The serial introduced three new characters: the Doctor's new companion, Jo Grant (played by Katy Manning); his archenemy the Master; and Captain Mike Yates (Richard Franklin).

Plot

The Master arrives on Earth and steals the sole surviving Nestene energy unit from the National Space Museum. He then hijacks the Beacon Hill radio telescope, which he uses as a bridgehead to channel energy into the Nestene unit, and kidnaps Professor Philips, a Ministry of Technology research scientist. Reports of the theft and sabotage bring the Doctor, his new assistant Jo Grant and Brigadier Lethbridge-Stewart to investigate. At Beacon Hill the Doctor encounters a fellow Time Lord, who warns him that an "old acquaintance" is on Earth and will certainly try to kill him. The Doctor then identifies and successfully neutralises the boobytrap, which the Master has left behind.

The Master takes over Farrel Autoplastics, a nearby plastics factory, to build Autons. Jo, investigating the factory, is discovered by the Master, who hypnotises her and wipes her memory of their meeting. He sends her back to UNIT with a booby-trap, a box ostensibly containing the stolen energy unit.

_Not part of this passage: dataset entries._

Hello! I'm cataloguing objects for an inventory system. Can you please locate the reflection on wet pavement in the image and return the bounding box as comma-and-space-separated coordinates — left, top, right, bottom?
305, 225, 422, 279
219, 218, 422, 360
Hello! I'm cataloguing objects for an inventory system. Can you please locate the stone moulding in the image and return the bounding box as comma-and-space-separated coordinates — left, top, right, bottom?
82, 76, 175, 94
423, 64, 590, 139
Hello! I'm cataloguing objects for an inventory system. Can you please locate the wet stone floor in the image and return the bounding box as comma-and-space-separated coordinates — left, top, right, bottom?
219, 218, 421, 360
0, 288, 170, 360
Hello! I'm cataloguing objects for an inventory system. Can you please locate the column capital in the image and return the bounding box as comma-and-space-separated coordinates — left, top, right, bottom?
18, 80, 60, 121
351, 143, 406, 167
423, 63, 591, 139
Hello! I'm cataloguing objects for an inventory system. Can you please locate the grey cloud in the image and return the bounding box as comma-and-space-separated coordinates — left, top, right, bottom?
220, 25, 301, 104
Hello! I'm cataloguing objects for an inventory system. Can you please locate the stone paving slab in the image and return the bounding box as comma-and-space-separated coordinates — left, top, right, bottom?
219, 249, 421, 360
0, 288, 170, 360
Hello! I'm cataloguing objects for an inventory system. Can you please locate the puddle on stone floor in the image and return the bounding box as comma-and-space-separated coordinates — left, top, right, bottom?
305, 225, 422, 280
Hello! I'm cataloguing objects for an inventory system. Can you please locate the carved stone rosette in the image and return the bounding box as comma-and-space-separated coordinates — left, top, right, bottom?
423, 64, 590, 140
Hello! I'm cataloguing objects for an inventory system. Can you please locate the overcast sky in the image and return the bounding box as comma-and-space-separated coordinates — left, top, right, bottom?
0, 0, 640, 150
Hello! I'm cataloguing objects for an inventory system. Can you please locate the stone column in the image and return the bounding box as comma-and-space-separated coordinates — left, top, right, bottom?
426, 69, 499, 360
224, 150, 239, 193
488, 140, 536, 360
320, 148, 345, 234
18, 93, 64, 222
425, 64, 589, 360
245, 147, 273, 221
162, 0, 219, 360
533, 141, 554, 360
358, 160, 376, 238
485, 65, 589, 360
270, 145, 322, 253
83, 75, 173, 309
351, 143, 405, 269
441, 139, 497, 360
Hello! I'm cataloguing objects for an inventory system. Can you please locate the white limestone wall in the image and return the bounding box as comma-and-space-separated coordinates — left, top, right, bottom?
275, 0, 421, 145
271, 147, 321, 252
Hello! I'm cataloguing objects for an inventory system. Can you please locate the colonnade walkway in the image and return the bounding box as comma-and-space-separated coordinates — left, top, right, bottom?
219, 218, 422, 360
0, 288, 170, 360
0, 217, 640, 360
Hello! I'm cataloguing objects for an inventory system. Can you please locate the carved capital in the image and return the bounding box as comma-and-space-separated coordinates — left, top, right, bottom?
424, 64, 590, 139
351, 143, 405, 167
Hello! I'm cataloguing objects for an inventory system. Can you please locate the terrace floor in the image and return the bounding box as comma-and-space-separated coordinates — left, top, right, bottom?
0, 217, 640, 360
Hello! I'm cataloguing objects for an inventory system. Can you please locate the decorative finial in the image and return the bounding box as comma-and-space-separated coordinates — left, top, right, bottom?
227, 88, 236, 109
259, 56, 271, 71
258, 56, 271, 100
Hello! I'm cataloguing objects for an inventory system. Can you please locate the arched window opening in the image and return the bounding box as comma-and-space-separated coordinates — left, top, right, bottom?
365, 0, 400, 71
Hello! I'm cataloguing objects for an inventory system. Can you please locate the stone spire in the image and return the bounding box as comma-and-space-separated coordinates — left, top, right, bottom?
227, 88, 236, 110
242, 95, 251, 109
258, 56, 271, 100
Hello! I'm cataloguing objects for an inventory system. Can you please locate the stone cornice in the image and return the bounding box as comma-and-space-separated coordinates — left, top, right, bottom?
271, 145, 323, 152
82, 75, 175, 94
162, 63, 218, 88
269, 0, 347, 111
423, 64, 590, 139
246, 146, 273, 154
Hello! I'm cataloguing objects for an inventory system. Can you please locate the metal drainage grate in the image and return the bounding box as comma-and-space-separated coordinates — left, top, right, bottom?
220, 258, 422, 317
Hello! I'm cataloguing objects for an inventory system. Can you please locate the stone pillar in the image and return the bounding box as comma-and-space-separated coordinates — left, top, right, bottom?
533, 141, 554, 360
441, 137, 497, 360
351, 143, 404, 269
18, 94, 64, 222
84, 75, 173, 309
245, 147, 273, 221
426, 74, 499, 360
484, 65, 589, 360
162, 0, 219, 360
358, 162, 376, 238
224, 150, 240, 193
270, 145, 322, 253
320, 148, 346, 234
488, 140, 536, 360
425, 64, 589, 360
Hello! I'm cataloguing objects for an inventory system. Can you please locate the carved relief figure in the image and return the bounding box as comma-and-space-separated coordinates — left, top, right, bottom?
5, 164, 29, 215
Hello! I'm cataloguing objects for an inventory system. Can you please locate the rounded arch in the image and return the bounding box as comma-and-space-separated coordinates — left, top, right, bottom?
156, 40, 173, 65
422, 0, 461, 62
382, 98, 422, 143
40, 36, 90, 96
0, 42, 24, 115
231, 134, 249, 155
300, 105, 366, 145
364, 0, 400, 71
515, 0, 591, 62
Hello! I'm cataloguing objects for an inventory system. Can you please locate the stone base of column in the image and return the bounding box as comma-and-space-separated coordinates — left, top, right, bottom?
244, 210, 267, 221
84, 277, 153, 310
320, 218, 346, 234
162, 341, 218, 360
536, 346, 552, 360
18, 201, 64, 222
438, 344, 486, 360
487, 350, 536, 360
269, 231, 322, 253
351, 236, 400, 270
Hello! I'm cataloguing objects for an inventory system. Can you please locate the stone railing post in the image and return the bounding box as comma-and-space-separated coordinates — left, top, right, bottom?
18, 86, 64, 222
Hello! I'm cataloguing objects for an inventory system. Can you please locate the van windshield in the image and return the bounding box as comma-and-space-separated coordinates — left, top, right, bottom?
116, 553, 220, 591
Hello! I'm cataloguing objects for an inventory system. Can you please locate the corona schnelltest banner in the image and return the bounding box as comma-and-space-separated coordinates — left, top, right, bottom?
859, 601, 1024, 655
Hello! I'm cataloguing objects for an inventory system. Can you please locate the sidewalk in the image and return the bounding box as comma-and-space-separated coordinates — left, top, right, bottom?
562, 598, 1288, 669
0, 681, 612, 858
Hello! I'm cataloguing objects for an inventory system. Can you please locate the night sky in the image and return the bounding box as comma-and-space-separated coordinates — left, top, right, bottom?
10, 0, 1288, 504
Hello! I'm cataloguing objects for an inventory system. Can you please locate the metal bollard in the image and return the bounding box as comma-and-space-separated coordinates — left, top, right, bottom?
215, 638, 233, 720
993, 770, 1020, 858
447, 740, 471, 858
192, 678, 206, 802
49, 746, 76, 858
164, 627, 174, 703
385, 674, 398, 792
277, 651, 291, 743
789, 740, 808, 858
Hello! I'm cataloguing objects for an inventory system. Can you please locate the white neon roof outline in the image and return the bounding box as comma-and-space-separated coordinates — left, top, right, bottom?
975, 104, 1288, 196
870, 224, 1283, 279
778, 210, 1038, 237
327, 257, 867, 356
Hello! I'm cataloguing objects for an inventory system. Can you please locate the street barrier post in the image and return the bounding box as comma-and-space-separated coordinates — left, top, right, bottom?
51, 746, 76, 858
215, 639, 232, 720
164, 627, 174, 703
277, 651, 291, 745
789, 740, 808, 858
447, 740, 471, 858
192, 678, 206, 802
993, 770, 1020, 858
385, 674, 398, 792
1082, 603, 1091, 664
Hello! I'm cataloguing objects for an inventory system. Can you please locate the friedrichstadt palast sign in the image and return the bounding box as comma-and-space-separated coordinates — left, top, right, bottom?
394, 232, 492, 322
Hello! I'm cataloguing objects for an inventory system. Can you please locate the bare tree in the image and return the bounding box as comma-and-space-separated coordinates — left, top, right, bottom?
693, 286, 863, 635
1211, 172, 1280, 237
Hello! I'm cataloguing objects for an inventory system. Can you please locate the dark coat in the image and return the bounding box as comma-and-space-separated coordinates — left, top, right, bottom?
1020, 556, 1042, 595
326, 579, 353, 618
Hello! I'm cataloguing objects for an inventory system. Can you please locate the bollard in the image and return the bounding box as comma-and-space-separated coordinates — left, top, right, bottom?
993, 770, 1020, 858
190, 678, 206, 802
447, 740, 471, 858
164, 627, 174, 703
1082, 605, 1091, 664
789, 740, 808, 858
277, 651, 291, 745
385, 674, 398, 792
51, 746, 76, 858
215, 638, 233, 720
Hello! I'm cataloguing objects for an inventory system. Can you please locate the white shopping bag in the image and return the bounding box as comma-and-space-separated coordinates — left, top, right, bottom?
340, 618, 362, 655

The Doctor realises she has been hypnotised and disposes of the bomb.

UNIT traces the missing Professor Philips to Rossini's Circus at Tarminster. The Doctor visits the Circus, and is captured by Rossini, but freed by Jo, who has followed him there against orders. The Doctor removes something from the Master's TARDIS but is attacked by Rossini and his men. Rescued by two policemen, the Doctor becomes suspicious and unmasks one of them as an Auton.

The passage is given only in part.